Le contexte clinique définit plusieurs usages pour les méthodes de détection des IgE spécifiques. Dans le contexte de la médecine de premier recours, les analyses rapides, réalisables à proximité du patient ont une place comme alternative aux tests cutanés. Pour l'usage habituel du cabinet médical, les méthodes quantitatives de dépistage d'atopie (Phadiatop ou équivalent) sont préférables. Leur valeur prédictive négative est utile pour exclure l'atopie. De plus, la distinction entre une allergie saisonnière et perannuelle est aisée.
A l'usage du spécialiste, les résultats quantitatifs d'IgE spécifiques peuvent être liés à une probabilité de réaction clinique à un allergène.

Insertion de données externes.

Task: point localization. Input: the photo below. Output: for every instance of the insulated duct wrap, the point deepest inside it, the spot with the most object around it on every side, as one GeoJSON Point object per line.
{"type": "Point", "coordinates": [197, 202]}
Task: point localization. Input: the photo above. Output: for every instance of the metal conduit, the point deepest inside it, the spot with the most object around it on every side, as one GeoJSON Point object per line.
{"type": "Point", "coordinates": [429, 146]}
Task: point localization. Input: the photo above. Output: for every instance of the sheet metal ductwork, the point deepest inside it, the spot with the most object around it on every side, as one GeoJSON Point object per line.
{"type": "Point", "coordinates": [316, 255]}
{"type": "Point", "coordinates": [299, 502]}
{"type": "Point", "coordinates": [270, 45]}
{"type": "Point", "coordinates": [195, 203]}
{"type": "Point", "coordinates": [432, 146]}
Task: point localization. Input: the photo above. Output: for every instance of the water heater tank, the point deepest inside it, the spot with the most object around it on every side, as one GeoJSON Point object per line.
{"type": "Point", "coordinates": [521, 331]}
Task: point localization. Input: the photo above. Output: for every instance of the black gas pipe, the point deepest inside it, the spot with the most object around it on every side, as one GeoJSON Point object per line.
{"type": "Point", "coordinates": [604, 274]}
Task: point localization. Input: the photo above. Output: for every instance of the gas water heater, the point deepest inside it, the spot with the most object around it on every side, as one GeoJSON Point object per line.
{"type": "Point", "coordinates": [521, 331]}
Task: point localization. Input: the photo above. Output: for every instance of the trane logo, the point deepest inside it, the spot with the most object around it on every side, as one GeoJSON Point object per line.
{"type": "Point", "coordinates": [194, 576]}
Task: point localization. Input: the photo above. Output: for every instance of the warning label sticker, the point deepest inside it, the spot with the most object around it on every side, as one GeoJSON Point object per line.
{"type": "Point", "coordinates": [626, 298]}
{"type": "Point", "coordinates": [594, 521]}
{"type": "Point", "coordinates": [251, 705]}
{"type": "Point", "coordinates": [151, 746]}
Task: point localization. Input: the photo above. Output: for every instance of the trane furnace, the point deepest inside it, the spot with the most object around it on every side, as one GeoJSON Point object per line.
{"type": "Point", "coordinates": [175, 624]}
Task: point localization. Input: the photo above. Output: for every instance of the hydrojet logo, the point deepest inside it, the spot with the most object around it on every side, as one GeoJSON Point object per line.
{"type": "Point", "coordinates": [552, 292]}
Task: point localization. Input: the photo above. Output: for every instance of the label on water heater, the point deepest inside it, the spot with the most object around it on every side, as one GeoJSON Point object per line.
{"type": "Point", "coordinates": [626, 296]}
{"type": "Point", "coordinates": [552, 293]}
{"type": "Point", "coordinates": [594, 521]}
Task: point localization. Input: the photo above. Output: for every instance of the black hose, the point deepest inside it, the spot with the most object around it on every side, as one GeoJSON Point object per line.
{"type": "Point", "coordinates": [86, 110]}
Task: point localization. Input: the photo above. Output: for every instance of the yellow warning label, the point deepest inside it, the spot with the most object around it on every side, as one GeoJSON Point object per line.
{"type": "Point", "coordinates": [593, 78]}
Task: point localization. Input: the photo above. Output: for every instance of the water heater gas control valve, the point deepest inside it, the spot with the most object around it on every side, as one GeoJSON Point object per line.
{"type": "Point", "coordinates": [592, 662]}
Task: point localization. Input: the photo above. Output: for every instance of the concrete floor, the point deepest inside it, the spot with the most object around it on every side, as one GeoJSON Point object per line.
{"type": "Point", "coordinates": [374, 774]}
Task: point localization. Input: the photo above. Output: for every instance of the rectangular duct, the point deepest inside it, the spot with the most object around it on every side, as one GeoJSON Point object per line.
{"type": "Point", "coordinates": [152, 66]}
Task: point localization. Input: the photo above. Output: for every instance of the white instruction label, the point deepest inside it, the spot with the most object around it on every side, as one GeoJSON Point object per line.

Des points de décision clinique ont été établis pour plusieurs allergènes alimentaires communs associés aux eczémas atopiques de l'enfant.
L'algorithme diagnostique qui permet de confirmer une allergie IgE-médiée débute par l'anamnèse et l'observation de l'atteinte d'organes cibles de la maladie. L'association des symptômes d'allergie avec l'exposition à des facteurs externes (par exemple pollens, poils de chat...) renforce la présomption de causalité. La sensibilisation aux allergènes présumés est confirmée par des tests cutanés in vivo ou par la recherche sérique d'IgE spécifiques d'allergène. Les différentes techniques de recherche d'IgE spécifiques d'allergènes ne présentent cependant pas les mêmes caractéristiques.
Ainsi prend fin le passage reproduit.